Thread: Partitioning wiki page

Partitioning wiki page

From
Emmanuel Cecchet
Date:
Hi all,

I have put a first draft of the wiki page dedicated to the table 
partitioning development at 
http://wiki.postgresql.org/wiki/Table_partitioning

The page is still incomplete and need much more work but it should be a 
good starting point for discussions and a way to move forward.

Thanks,
Emmanuel

-- 
Emmanuel Cecchet
Aster Data Systems
Web: http://www.asterdata.com



Re: Partitioning wiki page

From
David Fetter
Date:
On Tue, Dec 16, 2008 at 09:48:35PM -0500, Emmanuel Cecchet wrote:
> Hi all,
>
> I have put a first draft of the wiki page dedicated to the table
> partitioning development at
> http://wiki.postgresql.org/wiki/Table_partitioning
>
> The page is still incomplete and need much more work but it should
> be a  good starting point for discussions and a way to move forward.

Any word on moving partitions off-line and back on?  This is a very
common use case, so if it's not supported, it'd be good to document
that this is so :)

Cheers,
David.
-- 
David Fetter <david@fetter.org> http://fetter.org/
Phone: +1 415 235 3778  AIM: dfetter666  Yahoo!: dfetter
Skype: davidfetter      XMPP: david.fetter@gmail.com

Remember to vote!
Consider donating to Postgres: http://www.postgresql.org/about/donate


Re: Partitioning wiki page

From
Simon Riggs
Date:
On Tue, 2008-12-16 at 21:48 -0500, Emmanuel Cecchet wrote:

> I have put a first draft of the wiki page dedicated to the table 
> partitioning development at 
> http://wiki.postgresql.org/wiki/Table_partitioning
> 
> The page is still incomplete and need much more work but it should be a 
> good starting point for discussions and a way to move forward.

I'm glad you're looking to work on it. I have a few comments.

At the moment, all you've done is show examples of how Oracle does
partitioning and restate my requirements document, significant chunks
completely verbatim. If you do that I think it fair to ask for a
specific credit on that. But even so, thank you for the compliment.
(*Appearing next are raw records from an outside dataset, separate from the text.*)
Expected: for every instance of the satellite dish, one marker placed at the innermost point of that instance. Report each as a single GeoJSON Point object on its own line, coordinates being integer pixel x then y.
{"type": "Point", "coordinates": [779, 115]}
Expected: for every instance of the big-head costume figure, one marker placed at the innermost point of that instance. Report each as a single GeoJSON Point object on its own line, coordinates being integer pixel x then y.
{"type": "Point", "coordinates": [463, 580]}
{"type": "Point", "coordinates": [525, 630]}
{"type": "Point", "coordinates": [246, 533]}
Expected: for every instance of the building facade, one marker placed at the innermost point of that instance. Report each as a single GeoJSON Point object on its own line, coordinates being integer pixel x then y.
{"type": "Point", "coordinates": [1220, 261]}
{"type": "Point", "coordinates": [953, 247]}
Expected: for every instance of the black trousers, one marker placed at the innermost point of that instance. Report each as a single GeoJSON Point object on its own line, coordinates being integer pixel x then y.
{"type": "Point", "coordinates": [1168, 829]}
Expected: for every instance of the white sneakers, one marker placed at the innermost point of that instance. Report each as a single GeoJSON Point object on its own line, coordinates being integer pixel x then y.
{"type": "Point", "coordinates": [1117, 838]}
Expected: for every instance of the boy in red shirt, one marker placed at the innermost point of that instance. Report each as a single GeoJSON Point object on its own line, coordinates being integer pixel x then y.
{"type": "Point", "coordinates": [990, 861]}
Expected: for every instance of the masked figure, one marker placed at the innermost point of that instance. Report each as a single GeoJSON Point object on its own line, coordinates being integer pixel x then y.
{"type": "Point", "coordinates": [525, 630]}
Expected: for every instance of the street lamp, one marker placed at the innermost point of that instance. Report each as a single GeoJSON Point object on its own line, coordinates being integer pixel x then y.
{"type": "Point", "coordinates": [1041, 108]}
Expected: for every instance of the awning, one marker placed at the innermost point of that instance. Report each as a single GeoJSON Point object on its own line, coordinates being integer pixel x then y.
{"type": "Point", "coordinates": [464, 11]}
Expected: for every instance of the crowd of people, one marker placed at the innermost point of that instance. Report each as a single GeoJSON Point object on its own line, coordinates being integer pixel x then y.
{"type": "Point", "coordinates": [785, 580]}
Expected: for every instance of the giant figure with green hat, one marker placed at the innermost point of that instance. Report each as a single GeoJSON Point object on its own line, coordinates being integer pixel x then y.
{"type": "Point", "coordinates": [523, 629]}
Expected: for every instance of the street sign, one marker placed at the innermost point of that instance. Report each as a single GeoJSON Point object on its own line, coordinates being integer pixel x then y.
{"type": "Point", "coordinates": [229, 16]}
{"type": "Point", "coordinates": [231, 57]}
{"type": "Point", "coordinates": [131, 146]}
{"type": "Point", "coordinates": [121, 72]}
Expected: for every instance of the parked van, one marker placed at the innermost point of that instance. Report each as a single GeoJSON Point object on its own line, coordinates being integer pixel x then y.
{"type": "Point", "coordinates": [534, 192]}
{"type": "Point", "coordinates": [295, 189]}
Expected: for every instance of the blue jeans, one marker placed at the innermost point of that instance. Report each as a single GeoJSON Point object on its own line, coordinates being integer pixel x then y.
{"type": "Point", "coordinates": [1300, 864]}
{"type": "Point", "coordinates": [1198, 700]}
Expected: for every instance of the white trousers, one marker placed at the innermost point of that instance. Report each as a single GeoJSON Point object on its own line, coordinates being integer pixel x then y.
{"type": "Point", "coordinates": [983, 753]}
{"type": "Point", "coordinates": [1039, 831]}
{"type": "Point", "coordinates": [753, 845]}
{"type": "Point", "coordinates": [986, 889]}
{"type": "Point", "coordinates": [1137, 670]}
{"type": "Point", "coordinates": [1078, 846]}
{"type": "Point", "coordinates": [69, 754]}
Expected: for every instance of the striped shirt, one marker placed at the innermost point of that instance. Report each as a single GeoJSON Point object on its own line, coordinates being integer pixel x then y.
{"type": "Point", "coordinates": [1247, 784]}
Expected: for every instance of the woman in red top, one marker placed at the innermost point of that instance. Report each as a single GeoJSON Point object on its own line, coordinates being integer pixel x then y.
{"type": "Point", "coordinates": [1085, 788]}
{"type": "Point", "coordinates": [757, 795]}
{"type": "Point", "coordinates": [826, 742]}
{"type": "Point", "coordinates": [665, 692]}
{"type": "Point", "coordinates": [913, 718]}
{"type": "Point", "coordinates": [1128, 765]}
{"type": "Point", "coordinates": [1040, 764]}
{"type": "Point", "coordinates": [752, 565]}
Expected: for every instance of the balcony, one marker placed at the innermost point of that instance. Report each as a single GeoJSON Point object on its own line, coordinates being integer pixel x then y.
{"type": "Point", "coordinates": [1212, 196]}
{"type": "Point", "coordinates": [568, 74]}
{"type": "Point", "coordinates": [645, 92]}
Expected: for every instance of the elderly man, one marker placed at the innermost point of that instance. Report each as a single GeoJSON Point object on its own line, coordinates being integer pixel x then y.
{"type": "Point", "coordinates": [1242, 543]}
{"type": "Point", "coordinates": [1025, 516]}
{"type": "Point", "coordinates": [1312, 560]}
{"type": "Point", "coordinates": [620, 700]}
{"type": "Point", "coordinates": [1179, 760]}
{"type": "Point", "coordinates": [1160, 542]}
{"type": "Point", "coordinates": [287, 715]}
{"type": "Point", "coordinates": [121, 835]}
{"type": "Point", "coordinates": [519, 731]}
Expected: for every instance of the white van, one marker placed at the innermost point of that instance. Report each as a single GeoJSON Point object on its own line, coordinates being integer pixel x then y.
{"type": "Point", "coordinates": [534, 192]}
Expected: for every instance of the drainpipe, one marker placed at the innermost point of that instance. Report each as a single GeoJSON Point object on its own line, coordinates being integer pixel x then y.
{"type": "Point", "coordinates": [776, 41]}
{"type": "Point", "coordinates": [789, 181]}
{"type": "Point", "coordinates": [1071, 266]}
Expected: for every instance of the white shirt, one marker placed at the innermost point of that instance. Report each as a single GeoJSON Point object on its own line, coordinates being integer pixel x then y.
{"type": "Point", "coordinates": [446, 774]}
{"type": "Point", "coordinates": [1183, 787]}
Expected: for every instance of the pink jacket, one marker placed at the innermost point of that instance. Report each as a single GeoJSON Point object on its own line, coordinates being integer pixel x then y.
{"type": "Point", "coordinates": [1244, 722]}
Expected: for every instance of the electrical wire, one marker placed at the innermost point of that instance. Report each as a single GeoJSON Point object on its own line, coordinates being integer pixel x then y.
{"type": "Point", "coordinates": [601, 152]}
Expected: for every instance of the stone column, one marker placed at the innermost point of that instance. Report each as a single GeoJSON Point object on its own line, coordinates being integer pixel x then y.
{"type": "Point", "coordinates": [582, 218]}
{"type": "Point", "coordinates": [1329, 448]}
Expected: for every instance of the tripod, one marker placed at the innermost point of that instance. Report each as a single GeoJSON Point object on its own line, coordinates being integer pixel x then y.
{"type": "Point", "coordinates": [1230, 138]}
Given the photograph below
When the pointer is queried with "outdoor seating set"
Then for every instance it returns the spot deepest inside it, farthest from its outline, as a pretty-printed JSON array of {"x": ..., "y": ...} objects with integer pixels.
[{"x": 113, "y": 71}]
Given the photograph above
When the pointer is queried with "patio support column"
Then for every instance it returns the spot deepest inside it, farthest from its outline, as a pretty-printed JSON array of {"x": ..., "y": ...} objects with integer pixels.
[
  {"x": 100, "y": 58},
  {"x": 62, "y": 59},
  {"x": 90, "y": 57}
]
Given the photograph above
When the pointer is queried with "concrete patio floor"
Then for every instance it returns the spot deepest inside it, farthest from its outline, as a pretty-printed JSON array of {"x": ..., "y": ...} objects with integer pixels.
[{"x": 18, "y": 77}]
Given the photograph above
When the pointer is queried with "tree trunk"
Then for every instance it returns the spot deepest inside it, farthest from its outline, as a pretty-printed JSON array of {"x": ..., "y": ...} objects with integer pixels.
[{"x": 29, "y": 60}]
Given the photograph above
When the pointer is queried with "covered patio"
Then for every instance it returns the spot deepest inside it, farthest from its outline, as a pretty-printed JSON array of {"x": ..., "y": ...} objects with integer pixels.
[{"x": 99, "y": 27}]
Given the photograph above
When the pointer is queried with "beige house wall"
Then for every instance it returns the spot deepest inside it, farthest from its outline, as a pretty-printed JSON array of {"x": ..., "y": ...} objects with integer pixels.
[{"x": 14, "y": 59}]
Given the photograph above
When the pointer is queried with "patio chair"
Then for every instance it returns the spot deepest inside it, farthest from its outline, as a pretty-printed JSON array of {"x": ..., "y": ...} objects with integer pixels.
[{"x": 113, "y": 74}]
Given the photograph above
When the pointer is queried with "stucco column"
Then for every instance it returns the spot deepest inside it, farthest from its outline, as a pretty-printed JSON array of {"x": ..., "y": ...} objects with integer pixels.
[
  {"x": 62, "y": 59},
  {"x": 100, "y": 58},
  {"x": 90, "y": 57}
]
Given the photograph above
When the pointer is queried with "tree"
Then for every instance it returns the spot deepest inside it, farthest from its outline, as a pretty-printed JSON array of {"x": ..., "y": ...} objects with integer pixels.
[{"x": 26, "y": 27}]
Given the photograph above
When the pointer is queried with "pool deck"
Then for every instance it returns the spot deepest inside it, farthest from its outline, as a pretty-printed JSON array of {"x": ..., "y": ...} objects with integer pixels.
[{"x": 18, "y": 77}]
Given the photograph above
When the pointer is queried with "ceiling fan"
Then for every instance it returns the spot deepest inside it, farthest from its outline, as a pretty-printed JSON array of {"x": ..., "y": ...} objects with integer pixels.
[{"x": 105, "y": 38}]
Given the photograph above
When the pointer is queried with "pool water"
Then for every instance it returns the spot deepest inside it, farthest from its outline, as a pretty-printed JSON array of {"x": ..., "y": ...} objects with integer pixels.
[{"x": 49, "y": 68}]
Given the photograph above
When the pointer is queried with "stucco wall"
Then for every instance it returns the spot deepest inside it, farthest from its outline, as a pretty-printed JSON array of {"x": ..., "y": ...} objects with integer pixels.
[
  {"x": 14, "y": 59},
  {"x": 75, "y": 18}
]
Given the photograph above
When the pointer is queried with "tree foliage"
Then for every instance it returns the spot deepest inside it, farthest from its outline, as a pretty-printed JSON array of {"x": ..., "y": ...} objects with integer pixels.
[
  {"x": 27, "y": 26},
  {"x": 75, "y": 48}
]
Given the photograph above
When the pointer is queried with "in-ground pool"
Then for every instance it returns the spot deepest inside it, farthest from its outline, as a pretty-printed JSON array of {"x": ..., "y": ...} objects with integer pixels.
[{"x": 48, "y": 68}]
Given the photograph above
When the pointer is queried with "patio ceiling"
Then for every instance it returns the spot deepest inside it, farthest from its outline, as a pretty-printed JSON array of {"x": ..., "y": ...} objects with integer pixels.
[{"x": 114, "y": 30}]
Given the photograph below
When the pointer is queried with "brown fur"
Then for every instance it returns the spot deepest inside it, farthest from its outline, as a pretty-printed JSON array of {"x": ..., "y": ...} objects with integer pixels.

Others have suggested different syntax also, so you need to come up with
arguments in favour of this particular syntax. Yes, Oracle does it, but
that doesn't mean its the best way of doing it. Just check out the
number of pages of DDL needed to configure a TPC-H test. That just
happens to be the way they first thought of doing it and everybody has
followed them. Bear in mind they have introduced new ways of doing this
since then.

Oracle's new interval partitioning sounds great, but it ignores the
reality that most data varies considerably over time, either growing or
fluctuating. I much prefer the idea of a size-equalized partitioning
scheme, as implemented by Coppereye's Greenwich. That method gives equal
sized partitions even when data varies. It also needs less DBA input
because you don't even need to specify the time period. (But it probably
also requires autonomous transactions to create new partitions when
required, or at least a way of lock/release that doesn't last until the
end of very long transactions).

So my inclination would be to implement auto-partitioning first and then
spend more time on the optimizer and performance related aspects of this
topic, rather than on user interface.

Also, if we were going to have hash partitioning, I would have thought
we would use a virtual hash, like Teradata. But I'm not sure we want
hash partitioning unless we have multiple nodes (which we don't).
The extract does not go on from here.